一般公開型へ移行する上での施策としては、コミュニティイベントに加えて展示エリアを設け、スタートアップ企業が自社のプロダクト、サービスのプレゼンを競う「IVS」恒例のピッチコンテスト「IVS LAUNCHPAD」において優勝賞金1000万円を拠出しての京都府賞なるアワードを新たに設けることとなった。また、京都の人たちを巻き込むうえでは単に助成金を出すというスタンスではなく、Headline Asia、IVSに加えて、京都府、京都市、一般社団法人京都知恵産業創造の森が参画する実行委員会形式を採用。これらも「BitSummit」の運営方法を踏襲している。
「本当にある意味、同じやり方だったのです」(足利課長)。
夏の2つのイベントは、京都発ベンチャーのクラスター化に寄与するか
企画案の具現化と展開の施策は2023年3月から集中して行われた。「この時期から開催まで課のリソースをかなり集中投下しました」(足利課長)。スタートアップ係の中原課長補佐を実質上の総合窓口とし、各係にはそれぞれ主体的に動いてもらったという。
「この点も本当に「BitSummit」と同じでした。ギリギリまで企画が固まらないこともあった。しかし、「BitSummit」で経験済みなので心配はしていませんでした」
興味深いのは、今回のイベントが、知事を中心に京都府をあげて取り組んできた起業支援がテーマであったこともあり、上層部からの注目度も高かったことだ。足利課長自身は既に統括する立場で、各係の進行は現場に任せていたいが、その進捗について府庁内で尋ねられる局面が多くあったようだ。ただ、それに対して足利課長は、「BitSummit」の際と同様に「のらりくらり戦略」を採った。
「実際に蓋を開けて見てもらうという感じでしたね」と足利課長は語る。企画進行時も各係に詳細は任せ、なにをどこまで進んでいたかは明確ではなかったというが、自分自身の「BitSummit」での経験で「皆が活き活きと動いているので大丈夫」と判断したのだという。結果は事後のプレスリリースが示すとおりである。
今回、このような形でスタートアップイベントを経験して何を実感したか伺うと、「これまでもオープンイノベーションとか業種交流イベントなどさまざまなことを行ってきましたが、この規模でやることのインパクトの違いを改めて実感しました」(足利課長)。
今回はものづくり振興課のリソースを集中投下する戦略をとったが、今後実施される際はここで得た知見を整理し、庁内の観光課や伝統工芸課などいろいろな部門、分野に波及させなければならないと感じているという。また、オール京都体制も大切だと足利課長は語る。
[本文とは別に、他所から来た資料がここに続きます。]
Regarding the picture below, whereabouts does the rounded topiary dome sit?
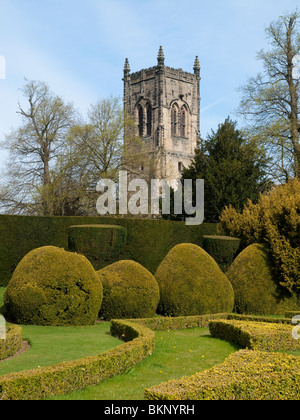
[226,244,299,315]
[4,246,103,326]
[154,244,234,317]
[97,261,159,320]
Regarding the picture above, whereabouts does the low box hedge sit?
[145,350,300,400]
[209,320,300,351]
[227,314,292,324]
[0,325,22,360]
[0,320,155,400]
[127,314,229,331]
[285,311,300,319]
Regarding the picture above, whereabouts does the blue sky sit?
[0,0,299,170]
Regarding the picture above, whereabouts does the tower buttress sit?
[123,58,131,113]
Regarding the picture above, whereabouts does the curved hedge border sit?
[0,314,228,400]
[0,325,22,360]
[209,320,300,351]
[0,320,155,400]
[145,315,300,400]
[125,313,229,331]
[145,350,300,400]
対象もスタートアップのみならず、大学や先端研究など教育・研究機関にいかに結びつけるかも課題であるとした。
本イベントにはWeb3系ゲーム会社も多数参加しており、ゲーム業界も今回密接に関係していくべき隣接する業界とも言える。「BitSummit」と同様の効果があると想定するのであれば、「IVS2023 KYOTO」をきっかけに今後、「BitSummit」の10年間で形成されたように京都をきっかけとしたゲーム企業を含むベンチャー企業のクラスター化が想定できるのか、そのビジョンに近づけるのか否かにも期待がかかる。今後の足利課長らの一手にかかってくることだろう。